Despite a combative and tumultuous year, strong public equity performance and savvy hedge fund selection helped Harvard University’s $56.9 billion endowment exceed its benchmark.

Harvard generated an 11.9 percent return for the 2025 fiscal year, surpassing its long-term benchmark of 8 percent. Since the current management team under Harvard Management Co. CEO N.P. “Narv” Narvekar started eight years ago, the portfolio has returned an annualized 9.6 percent.

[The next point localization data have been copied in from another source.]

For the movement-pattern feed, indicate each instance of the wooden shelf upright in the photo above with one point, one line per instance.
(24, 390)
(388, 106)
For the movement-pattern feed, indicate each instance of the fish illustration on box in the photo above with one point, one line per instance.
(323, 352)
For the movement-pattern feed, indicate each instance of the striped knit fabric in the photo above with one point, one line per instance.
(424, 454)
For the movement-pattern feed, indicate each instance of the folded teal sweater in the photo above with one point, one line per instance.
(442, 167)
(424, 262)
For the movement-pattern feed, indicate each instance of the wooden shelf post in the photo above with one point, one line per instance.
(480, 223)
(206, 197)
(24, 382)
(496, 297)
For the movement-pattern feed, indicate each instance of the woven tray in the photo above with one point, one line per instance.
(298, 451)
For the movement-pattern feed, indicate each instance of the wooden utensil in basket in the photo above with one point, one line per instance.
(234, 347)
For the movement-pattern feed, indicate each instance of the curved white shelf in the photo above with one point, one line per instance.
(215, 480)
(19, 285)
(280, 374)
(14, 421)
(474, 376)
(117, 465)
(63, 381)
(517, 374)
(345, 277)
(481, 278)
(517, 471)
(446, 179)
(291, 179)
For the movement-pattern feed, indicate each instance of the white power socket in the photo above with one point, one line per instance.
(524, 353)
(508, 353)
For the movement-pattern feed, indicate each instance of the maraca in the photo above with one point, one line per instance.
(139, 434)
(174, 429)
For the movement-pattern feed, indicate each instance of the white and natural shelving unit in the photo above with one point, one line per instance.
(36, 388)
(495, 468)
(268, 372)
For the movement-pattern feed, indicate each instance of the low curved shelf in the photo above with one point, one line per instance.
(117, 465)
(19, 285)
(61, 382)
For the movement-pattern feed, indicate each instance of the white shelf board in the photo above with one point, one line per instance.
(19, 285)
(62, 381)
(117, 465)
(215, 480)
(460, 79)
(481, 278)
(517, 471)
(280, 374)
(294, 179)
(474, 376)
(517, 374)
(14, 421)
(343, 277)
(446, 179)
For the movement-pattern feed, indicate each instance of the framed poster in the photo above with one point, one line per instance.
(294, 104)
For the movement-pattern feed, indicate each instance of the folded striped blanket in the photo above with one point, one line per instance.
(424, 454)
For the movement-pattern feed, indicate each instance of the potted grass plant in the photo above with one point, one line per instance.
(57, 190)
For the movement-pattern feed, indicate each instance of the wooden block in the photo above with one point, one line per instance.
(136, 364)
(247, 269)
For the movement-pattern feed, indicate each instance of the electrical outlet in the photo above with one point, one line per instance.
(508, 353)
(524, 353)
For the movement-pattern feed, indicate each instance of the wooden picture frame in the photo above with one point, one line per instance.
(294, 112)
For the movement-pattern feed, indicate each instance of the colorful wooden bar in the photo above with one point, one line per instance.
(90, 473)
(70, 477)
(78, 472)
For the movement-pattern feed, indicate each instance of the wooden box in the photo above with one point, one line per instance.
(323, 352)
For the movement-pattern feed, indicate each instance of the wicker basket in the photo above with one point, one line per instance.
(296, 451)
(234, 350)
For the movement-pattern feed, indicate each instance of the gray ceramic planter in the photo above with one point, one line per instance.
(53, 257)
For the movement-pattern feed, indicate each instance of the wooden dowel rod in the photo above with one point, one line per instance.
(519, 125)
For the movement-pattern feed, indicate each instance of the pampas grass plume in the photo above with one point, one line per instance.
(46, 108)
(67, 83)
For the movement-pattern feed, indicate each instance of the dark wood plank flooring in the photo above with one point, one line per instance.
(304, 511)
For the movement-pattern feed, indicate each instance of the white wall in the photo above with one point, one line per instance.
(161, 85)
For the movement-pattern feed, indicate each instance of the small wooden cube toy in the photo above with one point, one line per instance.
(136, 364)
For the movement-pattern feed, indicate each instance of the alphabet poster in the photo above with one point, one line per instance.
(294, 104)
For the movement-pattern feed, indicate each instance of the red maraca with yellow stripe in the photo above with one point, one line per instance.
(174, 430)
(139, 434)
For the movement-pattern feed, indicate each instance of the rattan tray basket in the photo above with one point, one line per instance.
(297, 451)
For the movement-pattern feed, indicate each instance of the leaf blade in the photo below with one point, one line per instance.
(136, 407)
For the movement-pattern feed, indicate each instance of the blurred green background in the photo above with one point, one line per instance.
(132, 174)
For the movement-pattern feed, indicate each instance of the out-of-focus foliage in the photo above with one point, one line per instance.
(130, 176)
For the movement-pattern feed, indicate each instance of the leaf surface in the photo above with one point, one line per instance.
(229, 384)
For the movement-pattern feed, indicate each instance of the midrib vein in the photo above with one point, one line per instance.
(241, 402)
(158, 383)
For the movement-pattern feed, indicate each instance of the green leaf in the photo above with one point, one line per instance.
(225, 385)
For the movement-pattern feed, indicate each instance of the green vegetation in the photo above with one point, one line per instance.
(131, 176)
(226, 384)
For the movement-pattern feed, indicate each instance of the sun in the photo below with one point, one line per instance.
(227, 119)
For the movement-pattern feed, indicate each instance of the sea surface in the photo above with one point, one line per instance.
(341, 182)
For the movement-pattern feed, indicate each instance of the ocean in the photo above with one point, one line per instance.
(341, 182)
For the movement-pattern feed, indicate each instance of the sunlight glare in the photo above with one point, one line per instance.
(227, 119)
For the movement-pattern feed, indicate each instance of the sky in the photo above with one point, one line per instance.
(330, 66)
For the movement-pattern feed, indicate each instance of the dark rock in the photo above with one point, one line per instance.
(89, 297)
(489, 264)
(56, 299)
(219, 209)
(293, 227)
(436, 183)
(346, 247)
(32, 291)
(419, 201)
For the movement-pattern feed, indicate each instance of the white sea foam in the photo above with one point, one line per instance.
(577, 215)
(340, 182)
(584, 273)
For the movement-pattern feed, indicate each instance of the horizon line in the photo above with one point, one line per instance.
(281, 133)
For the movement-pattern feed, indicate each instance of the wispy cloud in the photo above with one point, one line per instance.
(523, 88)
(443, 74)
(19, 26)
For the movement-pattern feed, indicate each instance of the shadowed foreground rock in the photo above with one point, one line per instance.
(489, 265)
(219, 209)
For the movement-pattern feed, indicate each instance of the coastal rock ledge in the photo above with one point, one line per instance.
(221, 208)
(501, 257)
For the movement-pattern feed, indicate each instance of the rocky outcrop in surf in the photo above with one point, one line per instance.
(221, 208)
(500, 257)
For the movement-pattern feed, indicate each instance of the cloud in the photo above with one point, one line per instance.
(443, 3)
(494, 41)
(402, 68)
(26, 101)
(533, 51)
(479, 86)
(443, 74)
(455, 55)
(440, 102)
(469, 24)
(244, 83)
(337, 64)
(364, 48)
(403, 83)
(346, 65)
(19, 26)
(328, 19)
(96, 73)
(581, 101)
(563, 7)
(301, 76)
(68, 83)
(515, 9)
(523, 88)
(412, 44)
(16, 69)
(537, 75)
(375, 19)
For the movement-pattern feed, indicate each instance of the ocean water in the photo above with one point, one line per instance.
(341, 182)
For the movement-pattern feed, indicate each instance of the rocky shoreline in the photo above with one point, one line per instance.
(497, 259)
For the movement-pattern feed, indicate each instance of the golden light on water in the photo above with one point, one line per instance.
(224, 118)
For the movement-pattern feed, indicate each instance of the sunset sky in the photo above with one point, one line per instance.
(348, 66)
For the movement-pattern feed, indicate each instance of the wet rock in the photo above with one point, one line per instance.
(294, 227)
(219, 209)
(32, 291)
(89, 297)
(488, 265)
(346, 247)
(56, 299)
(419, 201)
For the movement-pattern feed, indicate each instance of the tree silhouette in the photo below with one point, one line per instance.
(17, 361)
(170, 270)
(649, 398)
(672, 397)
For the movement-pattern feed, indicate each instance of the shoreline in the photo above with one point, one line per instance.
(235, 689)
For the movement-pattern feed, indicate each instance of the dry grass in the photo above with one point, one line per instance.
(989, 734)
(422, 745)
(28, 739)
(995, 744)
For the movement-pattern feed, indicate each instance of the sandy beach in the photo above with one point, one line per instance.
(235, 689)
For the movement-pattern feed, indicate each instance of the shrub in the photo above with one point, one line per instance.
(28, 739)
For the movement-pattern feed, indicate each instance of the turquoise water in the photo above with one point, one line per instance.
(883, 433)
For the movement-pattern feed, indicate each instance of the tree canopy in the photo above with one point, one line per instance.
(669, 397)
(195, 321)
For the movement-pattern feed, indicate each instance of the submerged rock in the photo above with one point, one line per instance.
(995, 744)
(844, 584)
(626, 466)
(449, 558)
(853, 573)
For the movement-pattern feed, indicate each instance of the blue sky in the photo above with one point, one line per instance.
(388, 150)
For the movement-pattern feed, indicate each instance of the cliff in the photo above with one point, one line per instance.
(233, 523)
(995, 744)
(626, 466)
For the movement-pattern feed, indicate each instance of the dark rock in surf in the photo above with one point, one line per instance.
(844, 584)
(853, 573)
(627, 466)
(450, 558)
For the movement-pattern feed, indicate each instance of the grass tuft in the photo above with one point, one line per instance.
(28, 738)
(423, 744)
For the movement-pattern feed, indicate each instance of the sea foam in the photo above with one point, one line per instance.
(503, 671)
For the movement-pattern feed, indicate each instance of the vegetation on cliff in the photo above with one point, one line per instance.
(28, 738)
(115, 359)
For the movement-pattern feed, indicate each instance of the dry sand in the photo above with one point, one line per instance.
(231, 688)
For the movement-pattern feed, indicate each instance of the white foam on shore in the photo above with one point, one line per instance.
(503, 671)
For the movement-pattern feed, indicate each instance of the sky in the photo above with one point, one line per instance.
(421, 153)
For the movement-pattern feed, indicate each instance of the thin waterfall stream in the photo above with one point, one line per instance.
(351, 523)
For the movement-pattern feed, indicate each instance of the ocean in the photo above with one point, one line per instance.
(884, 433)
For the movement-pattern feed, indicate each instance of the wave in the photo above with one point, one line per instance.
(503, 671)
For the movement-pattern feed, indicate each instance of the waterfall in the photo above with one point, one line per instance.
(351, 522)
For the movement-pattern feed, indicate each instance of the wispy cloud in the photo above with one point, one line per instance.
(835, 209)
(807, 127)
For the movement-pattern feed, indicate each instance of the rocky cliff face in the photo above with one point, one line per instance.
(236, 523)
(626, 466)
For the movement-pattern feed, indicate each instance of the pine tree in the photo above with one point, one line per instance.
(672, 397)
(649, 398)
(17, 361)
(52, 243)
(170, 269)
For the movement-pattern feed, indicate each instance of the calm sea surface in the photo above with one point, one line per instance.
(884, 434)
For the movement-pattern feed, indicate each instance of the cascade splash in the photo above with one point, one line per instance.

In his annual letter to investors and the Harvard community, Narvekar wrote that while endowment results “were dampened by having less public than private equity… performance overall was bolstered by discerning manager selection.” He added that public equity and hedge fund managers “delivered returns well above their benchmarks,” with private equity also producing “double-digit gains across diverse strategies and stages.”

These returns came during a year in which the Cambridge, Massachusetts university battled the White House for autonomy over its operations and faced funding freezes and a federal tax hike. With spending from the endowment now accounting for nearly 40 percent of annual operating revenue, Narvekar wrote that long-term performance is critical.

Harvard has begun to increase the portfolio’s risk, largely through greater equity exposure. (Its current public equity exposure is 14 percent, unchanged from the year before.) Its allocation to uncorrelated hedge funds (at 16 percent) has let the endowment moderate risk and provides access to liquidity across market cycles. “As the university faced operating stressors this year, the endowment’s liquidity has allowed it to serve as a ballast,” Narvekar wrote.

The endowment has also used the secondary market to refine its private equity holdings. The HMC chief stressed that these transactions “are not signs of constraint or liquidity concerns but rather of intentional, disciplined portfolio management.” The endowment currently has 41 percent allocated to private equity, up from 39 percent in FY24.

Research from Old Well Labs shows that while most Ivies have either kept their allocation steady or reduced their exposure, Harvard has increased its hedge fund exposure over the past 10 years. OWL co-founder Megan White observed that this year, however, the school’s hedge fund exposure is relatively unchanged year-over-year (at 31 percent vs. 32 percent).

Despite exceeding its benchmark, Harvard still lags behind its peers, with M.I.T. having returned 14.8 percent for its $27.4 billion endowment. Meanwhile, Columbia’s $14.8 billion endowment returned 11.5 percent, benefiting from exposure to public markets and strong individual manager performance.